Er saß neben mir auf der Bank. Wie ich genoss er die ersten warmen Sonnenstrahlen in diesem Winter. Er rauchte eine selbstgedrehte Zigarette. Seine Kleider waren sauber, aber man sah ihnen an, dass er sie schon lange trug. Eine Bettlerin kam vorbei und bat um eine Gabe.
Ich habe auch nichts, sagte er, als sie ihm den Becher entgegen hielt.

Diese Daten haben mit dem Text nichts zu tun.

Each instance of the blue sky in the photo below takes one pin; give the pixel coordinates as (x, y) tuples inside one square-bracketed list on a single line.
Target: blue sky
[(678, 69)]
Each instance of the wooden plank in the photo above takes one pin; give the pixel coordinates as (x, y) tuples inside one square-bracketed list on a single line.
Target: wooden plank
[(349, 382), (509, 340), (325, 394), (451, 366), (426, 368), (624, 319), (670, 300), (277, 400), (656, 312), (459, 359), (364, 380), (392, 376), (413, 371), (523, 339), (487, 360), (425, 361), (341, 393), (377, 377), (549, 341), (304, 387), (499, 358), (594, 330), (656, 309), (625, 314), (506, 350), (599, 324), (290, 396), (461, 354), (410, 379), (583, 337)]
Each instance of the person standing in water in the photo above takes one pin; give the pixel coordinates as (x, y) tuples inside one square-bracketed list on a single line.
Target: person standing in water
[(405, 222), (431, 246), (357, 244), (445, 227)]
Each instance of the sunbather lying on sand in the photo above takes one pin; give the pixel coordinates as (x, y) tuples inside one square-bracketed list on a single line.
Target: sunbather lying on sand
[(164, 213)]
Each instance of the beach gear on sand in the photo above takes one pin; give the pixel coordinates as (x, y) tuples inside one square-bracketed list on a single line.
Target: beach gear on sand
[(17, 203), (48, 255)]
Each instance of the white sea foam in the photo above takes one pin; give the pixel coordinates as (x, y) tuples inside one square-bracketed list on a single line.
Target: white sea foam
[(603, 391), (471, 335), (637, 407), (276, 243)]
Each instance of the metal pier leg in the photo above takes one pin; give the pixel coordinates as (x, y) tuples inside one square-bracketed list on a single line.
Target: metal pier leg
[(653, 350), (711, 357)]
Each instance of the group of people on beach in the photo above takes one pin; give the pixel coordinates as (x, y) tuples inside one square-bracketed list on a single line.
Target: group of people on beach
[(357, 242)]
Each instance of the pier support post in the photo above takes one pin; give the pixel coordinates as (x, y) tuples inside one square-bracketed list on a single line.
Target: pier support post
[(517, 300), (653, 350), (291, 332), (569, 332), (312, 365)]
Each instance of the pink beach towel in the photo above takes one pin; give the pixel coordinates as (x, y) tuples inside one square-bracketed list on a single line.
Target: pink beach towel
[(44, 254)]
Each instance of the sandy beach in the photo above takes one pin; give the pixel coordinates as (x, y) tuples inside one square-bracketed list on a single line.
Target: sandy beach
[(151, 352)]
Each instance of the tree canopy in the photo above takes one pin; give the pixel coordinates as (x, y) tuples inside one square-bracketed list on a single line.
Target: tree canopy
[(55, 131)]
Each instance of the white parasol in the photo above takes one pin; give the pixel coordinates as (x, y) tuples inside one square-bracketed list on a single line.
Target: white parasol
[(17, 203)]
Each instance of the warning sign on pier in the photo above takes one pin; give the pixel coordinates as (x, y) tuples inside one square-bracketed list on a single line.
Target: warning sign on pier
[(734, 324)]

Über die Bettlerin hinweg sah er mich aus stahlblauen Augen an: Wissen sie, das war mal anders. Es war alles anders, bevor ich den Nervenzusammenbruch hatte. Jetzt bin ich Fünfzig und lebe ich von Sozialhilfe. Ich bin Schreiner. Ich hatte eine Schreinerei. Aber dann haben sie meine Tochter entführt und das habe ich nicht verkraftet.
Das tut mir sehr leid, antwortete ich. Wie ging es aus mit ihrer Tochter, wie geht es ihr jetzt?
Sie haben sie mir wiedergegeben, sagte er. Sie ist mein Liebstes. Es geht ihr gut.
Mein Leben habe ich nicht wieder bekommen.
Ich hab das nicht mehr geschafft. Ich lebe jetzt von Sozialhilfe. Als Selbstständiger bekommen sie dann Sozialhilfe. Aber wissen sie, das Schlimme ist nicht, dass sie kein Geld mehr haben, das Schlimme ist, dass alle, die sich ihre Freunde nannten, dann weg sind.
Die Einsamkeit ist das Schlimmste.
Ich nickte: Ich verstehe sie gut.
Was machen sie denn den ganzen Tag, all die Tage allein?
Ich versuche es mit Selbstliebe, lächelte er.
Und wie machen sie das?
Ich geh angeln, ich bin viel in der Natur. Ich bin gut zu mir und ich verurteile mich nicht dafür, dass ich nicht mehr funktioniere.